Due to robust domestic demand and ongoing increases in business and consumer confidence, rating agency Fitch increased its estimate of India's economic growth for the current fiscal year and the following one on Thursday. However, it moderated its opinion on rate cuts.
In a research, Fitch stated that it anticipates the Indian economy to maintain its robust growth, projecting a 7.0% real gross domestic product gain in the upcoming April fiscal year, a 50 basis point (bps) increase from its December estimate.
In the last three months of 2023, India's GDP expanded by 8.4%, the fastest rate in eighteen months, mostly due to robust manufacturing and building activity.
"With GDP growth having exceeded 8 per cent for three consecutive quarters, we expect an easing in growth momentum in the final quarter of the current fiscal year, implying an estimate of 7.8 per cent for growth in FY23/24," Fitch said.
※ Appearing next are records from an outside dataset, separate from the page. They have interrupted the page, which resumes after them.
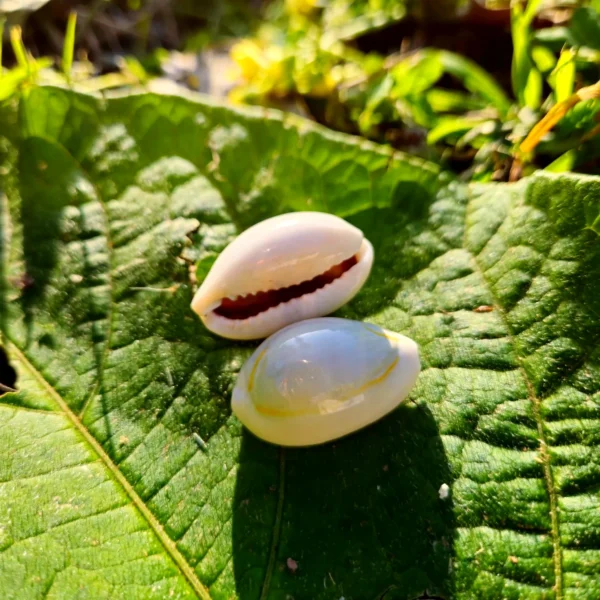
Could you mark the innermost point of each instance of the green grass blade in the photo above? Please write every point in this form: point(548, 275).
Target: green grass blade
point(69, 45)
point(2, 23)
point(476, 79)
point(526, 79)
point(18, 47)
point(563, 76)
The rating agency has one of the most optimistic forecasts ever for fiscal 2024, which ends this month, and it is higher than the revised 7.6% estimate provided by the Indian government. Shaktikanta Das, the head of the Reserve Bank of India, has stated that growth might be quite close to 8%.
"Domestic demand, especially investment, will be the main driver of growth, amid sustained levels of business and consumer confidence," Fitch said. "Our forecasts imply that growth in the short term will outpace the economy's estimated potential, and that the pace of growth of activity will then moderate towards trend in FY25."
Assuming that the recent volatility in food prices would abate, Fitch projects retail inflation to decline steadily to 4% by the end of the current calendar year.
Because of the improved GDP outlook, it now anticipates that the Reserve Bank of India would only drop interest rates in the second half of the year, downgrading its projection from 75 basis points in December to 50 basis points.
For the past six meetings, the RBI has maintained the repo rate at 6.50 percent and reaffirmed its commitment to achieving the 4% inflation objective in a sustainable manner.